Problem Description
Given a sorted (non‐decreasing) integer array and an integer k, determine whether you can partition all the elements into one or more disjoint subsequences such that each subsequence is strictly increasing and has length at least k.
Key Insights
- The array is already sorted, so any subsequence picked by selecting one element from different groups remains increasing.
- Duplicate values cannot be in the same increasing subsequence; they force you to “branch” into separate subsequences.
- The minimum number of subsequences needed is forced by the maximum frequency of any element.
- Using a greedy method to extend an existing subsequence (one whose last element is strictly smaller than the current number) minimizes the number of subsequences and maximizes their lengths.
- In the end, every subsequence must have reached length k; if any is shorter, the partition is invalid.
Space and Time Complexity
Time Complexity: O(n log n) – where n is the length of the array; each element is processed with a heap operation.

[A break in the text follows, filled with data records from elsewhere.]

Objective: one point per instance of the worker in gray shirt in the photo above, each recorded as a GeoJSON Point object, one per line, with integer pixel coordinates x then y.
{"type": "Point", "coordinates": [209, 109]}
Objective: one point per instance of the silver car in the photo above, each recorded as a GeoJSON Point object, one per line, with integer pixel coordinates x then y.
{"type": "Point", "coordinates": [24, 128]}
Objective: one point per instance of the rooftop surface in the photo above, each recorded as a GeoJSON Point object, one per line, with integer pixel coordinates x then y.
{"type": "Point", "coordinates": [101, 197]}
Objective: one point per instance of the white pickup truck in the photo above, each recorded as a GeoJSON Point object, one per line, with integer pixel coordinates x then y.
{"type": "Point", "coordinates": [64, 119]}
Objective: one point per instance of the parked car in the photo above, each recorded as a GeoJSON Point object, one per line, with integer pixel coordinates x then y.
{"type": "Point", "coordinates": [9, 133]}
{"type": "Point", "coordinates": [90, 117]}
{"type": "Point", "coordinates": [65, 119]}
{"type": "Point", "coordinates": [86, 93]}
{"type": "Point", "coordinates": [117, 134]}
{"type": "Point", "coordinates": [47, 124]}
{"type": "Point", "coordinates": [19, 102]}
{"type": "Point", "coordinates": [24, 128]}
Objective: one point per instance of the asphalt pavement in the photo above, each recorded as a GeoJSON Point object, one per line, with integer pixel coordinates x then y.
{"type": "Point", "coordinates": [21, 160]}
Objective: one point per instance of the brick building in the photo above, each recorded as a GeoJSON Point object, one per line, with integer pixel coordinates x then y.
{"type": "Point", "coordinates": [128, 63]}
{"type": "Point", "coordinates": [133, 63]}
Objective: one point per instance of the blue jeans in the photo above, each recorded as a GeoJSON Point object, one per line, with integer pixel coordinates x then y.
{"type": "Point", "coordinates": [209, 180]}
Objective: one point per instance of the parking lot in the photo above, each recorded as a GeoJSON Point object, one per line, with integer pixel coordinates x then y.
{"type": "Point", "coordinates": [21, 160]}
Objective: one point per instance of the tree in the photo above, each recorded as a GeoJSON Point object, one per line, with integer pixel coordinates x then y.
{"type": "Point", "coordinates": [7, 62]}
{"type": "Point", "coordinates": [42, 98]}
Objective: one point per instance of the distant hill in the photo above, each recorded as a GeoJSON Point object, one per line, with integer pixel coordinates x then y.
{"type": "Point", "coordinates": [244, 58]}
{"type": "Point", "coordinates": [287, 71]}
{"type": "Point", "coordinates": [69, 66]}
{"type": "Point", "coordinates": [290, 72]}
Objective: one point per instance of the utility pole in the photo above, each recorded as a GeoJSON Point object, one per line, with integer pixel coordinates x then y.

Space Complexity: O(n) – for storing the subsequences in the heap.
Solution
We simulate the partition process using a min-heap (or priority queue) that tracks the current subsequences. Each subsequence is represented by a pair: (last_element, current_length). As we iterate through the array, if the smallest subsequence (by last element) can be extended (i.e. its last element is less than the current number), we extend it by pushing the updated pair back into the heap. Otherwise, we start a new subsequence with the current number. Finally, we check every subsequence’s length – if any subsequence is shorter than k, we return false; otherwise, true. This greedy strategy produces a partition with as few subsequences (hence as long as possible) as necessary, giving the best chance for all subsequences to meet the length requirement.